With GGOB, everyone owns a line item on the profit and loss statement. When they do things to improve profitability and gross margin, they can see the overall health of the organization improve — and suddenly they care about the finances in a way they didn’t before. And they have a true “stake in the outcome” (part of the Great Game) through bonuses that they all earn together through the improved performance of Venturity, not just the profitability of their individual team. Now we are not only winning, we are winning together.

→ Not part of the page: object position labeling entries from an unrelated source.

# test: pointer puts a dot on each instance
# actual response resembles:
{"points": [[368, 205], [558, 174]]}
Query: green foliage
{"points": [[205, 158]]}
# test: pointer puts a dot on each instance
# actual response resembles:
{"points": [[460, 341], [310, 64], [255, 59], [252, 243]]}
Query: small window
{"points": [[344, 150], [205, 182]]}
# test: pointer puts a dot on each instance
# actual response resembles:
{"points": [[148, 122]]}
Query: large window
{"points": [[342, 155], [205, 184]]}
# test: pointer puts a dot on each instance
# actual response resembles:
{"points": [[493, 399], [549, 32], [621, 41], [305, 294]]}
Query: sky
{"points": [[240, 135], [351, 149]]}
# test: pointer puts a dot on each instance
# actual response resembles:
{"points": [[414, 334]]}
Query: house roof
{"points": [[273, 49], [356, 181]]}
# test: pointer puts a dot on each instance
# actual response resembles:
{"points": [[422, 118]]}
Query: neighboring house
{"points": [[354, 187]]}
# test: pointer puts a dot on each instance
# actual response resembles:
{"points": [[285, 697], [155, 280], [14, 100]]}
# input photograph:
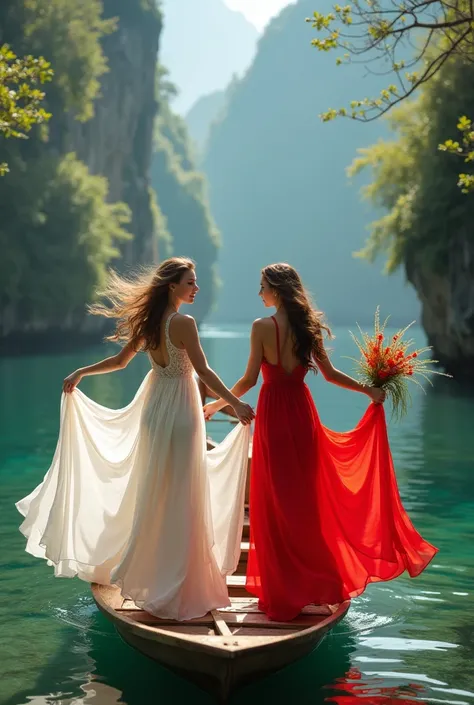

We have weekly huddles to report out our budget versus actuals. Each department has to report on revenue and expenses. We go over all our numbers together. That’s been awesome: If there’s been a change in an estimate or a difference from the previous week, we discuss it. It’s the story behind the numbers that’s powerful. This has built an incredible understanding of the drivers of business. We’ve gone from 37 percent gross margin every year for the last five years before GGOB to 43 percent gross margin our first year playing the game. And in the first quarter of this year, we hit 46 percent. This has improved profitability, allowing us to reinvest in our team and our culture. And we haven’t lost a single team member in the last year to another company.

Venturity now has a team of 45 stateside team members, a support team of 25 in India and 130 clients generating revenue of $5 million a year. And we plan to implement the first phase of our ESOP (employee stock ownership plan) in January 2019. In addition to a short-term stake in the outcome through our GGOB bonuses, our team members will also have a long-term stake in the outcome through their ownership in Venturity. This will give them the opportunity to grow their long-term wealth, over and above short-term bonuses, helping them secure their own financial futures.

Not that it’s all roses. In January we were getting a little burned out because so much new work was coming in and our hiring fell behind. We were financially successful, but at the expense of our emotional success. So since February, we’ve been having conversations about how to maximize both financial and emotional success. What’s a good metric for emotional success? How do we maximize both? Whatever the answers are, we’ll find them together and take a big step toward being a well-rounded, truly sustainable, successful Evergreen company.

Prior to GGOB, it felt like I was pushing a boulder uphill 365 days a year. But by implementing the Great Game, now there are 45 of us pushing it, and we’re unstoppable together. We have a term, “career stewardship”, that refers to the fact that we want to be good stewards of people’s careers and their lives during their time with us, and GGOB and employee ownership are the crown jewels of that. It’s our new and certain path to an Evergreen future.

Chris McKee is the Managing Partner of Venturity Financial Partners. Chris founded Venturity in 2001 after holding accounting leadership roles with several different organizations in the Dallas-Ft. Worth business community. The firm grew out of a perceived need among small and growing companies for an alternative to a traditional in-house controller and related department. Chris lives in Dallas with his wife, Lori, and their three children.